"Receiving this prestigious award from the National Endowment for the Arts is one of the high points of my career. I am delighted and honored to have been considered among the great musicians both past and present who have been given this recognition. I am most grateful to all concerned. Thank you."
Kenny Burrell pioneered the guitar-led trio with bass and drums in the late 1950s. Known for his harmonic creativity, lush tones, and lyricism on the guitar, he is also a prolific and highly regarded composer. Born in Detroit in 1931, he found musical colleagues at an early age among Paul Chambers, Tommy Flanagan, Frank Foster, Yusef Lateef, and the brothers Thad, Hank, and Elvin Jones. While still a student at Wayne State University, he made his first major recording in 1951 with Dizzy Gillespie, John Coltrane, Percy Heath, and Milt Jackson.
After graduation, he toured for six months with the Oscar Peterson Trio and then moved to New York, where he performed in Broadway pit bands, on pop and R&B studio sessions (with Lena Horne, Tony Bennett, and James Brown), in jazz venues, and on jazz recordings. He went on to work and/or record with such artists as Nat King Cole, Billie Holiday, Stan Getz, Gene Ammons, Kenny Dorham, Benny Goodman, Coleman Hawkins, and Jimmy Smith. As a leader, he has recorded more than 90 albums and is a featured guitarist on more than 200 jazz recordings, including ones with Art Blakey, Herbie Hancock, and Quincy Jones.
Burrell's compositions have been recorded by artists including Ray Brown, June Christy, Grover Washington, Jr., Frank Wess, and Stevie Ray Vaughan.
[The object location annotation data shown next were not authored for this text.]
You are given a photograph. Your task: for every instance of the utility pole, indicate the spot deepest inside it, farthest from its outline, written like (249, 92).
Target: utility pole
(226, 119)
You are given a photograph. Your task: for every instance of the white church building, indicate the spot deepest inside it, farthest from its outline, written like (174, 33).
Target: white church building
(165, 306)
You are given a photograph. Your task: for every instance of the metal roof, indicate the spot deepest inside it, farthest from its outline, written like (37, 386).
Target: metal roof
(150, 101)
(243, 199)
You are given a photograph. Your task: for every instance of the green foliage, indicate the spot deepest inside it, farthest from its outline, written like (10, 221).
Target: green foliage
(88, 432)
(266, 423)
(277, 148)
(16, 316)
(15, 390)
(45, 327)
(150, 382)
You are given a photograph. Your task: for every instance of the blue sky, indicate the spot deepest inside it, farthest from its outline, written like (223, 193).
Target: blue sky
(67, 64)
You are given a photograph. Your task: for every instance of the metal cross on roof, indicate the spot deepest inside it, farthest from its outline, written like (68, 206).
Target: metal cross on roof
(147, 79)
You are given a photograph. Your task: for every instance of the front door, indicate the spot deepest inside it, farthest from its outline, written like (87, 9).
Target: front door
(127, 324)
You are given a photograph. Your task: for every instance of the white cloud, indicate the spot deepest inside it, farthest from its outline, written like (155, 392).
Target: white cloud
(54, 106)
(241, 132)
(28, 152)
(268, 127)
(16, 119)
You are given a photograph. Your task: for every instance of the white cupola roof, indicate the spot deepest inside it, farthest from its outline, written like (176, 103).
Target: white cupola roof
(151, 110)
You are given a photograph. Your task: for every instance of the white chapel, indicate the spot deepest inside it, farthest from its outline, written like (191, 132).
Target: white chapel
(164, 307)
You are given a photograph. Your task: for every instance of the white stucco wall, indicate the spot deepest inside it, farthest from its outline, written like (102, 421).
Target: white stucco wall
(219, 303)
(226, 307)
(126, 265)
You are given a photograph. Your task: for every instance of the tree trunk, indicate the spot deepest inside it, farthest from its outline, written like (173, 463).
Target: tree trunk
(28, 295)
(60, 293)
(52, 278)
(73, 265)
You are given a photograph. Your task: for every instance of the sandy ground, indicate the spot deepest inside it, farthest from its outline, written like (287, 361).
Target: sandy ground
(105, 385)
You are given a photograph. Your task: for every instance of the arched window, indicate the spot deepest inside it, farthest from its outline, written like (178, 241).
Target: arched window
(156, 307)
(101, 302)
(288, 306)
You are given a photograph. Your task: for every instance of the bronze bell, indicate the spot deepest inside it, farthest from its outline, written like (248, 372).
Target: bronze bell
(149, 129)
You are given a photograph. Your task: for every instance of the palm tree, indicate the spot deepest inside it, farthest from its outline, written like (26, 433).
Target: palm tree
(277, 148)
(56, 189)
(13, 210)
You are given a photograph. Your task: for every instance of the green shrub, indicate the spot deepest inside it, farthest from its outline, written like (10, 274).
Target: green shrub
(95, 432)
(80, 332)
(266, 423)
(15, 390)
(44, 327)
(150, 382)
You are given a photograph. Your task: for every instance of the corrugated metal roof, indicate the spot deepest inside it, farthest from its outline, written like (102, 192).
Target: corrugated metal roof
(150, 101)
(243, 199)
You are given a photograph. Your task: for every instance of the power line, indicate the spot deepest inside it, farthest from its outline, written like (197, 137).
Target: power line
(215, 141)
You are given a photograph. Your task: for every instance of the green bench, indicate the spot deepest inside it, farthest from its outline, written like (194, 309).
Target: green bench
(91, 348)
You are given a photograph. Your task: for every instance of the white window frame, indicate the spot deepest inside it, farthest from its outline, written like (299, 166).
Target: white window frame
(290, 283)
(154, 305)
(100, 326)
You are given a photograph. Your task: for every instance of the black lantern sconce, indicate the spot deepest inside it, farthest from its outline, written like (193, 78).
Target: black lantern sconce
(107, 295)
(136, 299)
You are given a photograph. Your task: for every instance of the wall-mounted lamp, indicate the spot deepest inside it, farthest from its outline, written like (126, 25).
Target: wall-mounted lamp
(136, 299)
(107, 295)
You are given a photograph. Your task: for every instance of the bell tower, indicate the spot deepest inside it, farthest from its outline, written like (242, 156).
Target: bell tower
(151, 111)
His extended composition for the Boys Choir of Harlem was premiered at New York's Lincoln Center, and his "Dear Ella," performed by Dee Dee Bridgewater, won a 1998 Grammy Award.
In addition to performing and recording, he is a professor of music and ethnomusicology at the University of California at Los Angeles. A recognized authority on the music of Duke Ellington, he developed the first regular college course ever taught in the United States on Ellington in 1978. In 1997, he was appointed director of the jazz studies program at UCLA, where he has enlisted such faculty members as George Bohanon, Billy Childs, Billy Higgins, Harold Land, Bobby Rodriguez, and Gerald Wilson.
Kenny Burrell is the author of two books, Jazz Guitar and Jazz Guitar Solos. In 2004, he received a Jazz Educator of the Year Award from DownBeat. He is a founder of the Jazz Heritage Foundation and the Friends of Jazz at UCLA and is recognized as an international ambassador for jazz and its promotion as an art form.